AI-enabled Cybersecurity

RADAR: Adversarially Robust Cyber Defense AI Agents with Deep Reinforcement Learning

The robustness of cyber defense AI agents has raised deep concerns in modern cyber defense. Drawing on the computational design science paradigm, we couple robust optimization and reinforcement learning theories to develop a novel framework, called Reinforcement Learning-based Adversarial Attack Robustness (RADAR), to increase the robustness of cyber defense AI agents against adversarial attacks. To demonstrate practical utility, we instantiate RADAR for malware attacks – the primary cause of financial loss in cyber attacks. Incorporating RADAR in three renowned malware detectors shows an adversarial robustness increase of up to seven times, on average.

Multilingual Cyber Threat Detection in the Russian Dark Web with Adversarial Deep Representation Learning

International dark web platforms operating within multiple geopolitical regions and languages host a myriad of hacker assets such as malware, hacking tools, hacking tutorials, and malicious source code. Cybersecurity analytics organizations employ machine learning models trained on human-labeled data to automatically detect these assets and bolster their situational awareness. However, the lack of human-labeled training data is prohibitive when analyzing foreign-language dark web content. In this work, we develop a novel Cross-Lingual Hacker Asset Detection method that automatically leverages the knowledge learned from English content to detect hacker assets in nonEnglish dark web platforms. Our method encompasses a novel Adversarial Deep Representation Learning (ADREL) method, which generates multilingual text representations using Generative Adversarial Networks (GANs).

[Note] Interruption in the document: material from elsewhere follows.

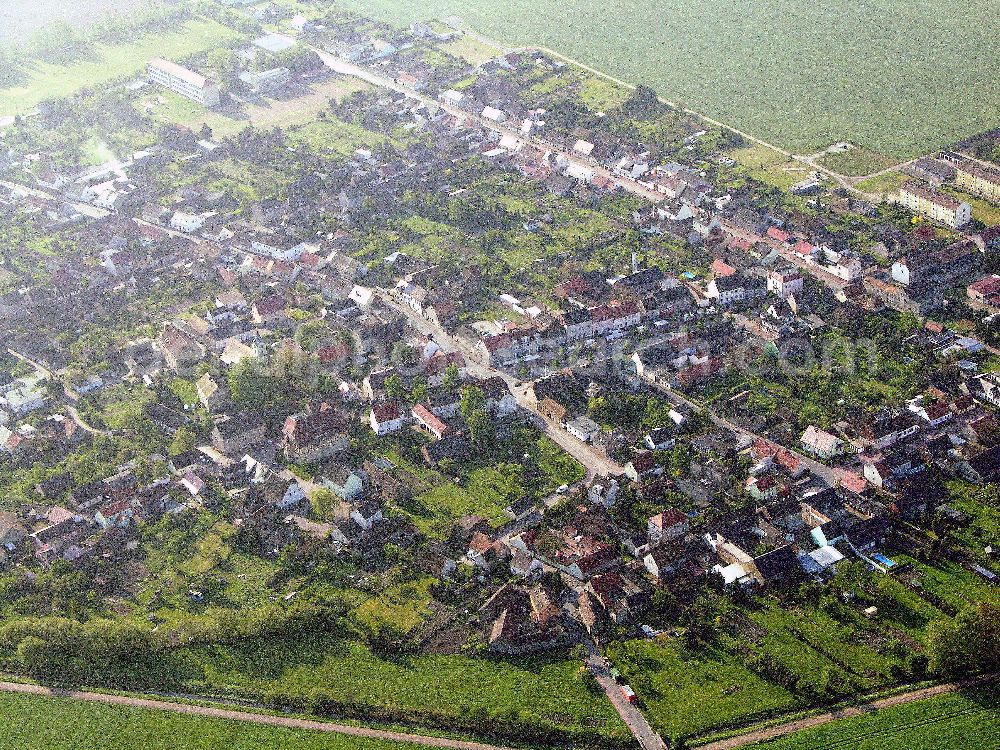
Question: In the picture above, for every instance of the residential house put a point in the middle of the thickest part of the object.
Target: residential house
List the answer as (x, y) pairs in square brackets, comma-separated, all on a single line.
[(821, 443), (315, 434)]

Multilingual Cyber Threat Detection in Russian and French Darknet Market Places with Adversarial Kernel Matching

Learning predictive models in new domains with scarce training data is a growing challenge in modern supervised learning scenarios. This incentivizes developing domain adaptation methods that leverage the knowledge in known domains (source) and adapt to new domains (target) with a different probability distribution. This becomes more challenging when the source and target domains are in heterogeneous feature spaces, known as heterogeneous domain adaptation (HDA). While most HDA methods utilize mathematical optimization to map source and target data to a common space, they suffer from low transferability. Neural representations have proven to be more transferable; however, they are mainly designed for homogeneous environments. Drawing on the theory of domain adaptation, we propose a novel framework, Heterogeneous Adversarial Neural Domain Adaptation (HANDA), to effectively maximize the transferability in heterogeneous environments. HANDA conducts feature and distribution alignment in a unified neural network architecture and achieves domain invariance through adversarial kernel learning. Three experiments were conducted to evaluate the performance against the state-of-the-art HDA methods on major image and text e-commerce benchmarks. HANDA shows statistically significant improvement in predictive performance. The practical utility of HANDA was shown in real-world dark web online markets. HANDA is an important step towards successful domain adaptation in e-commerce applications.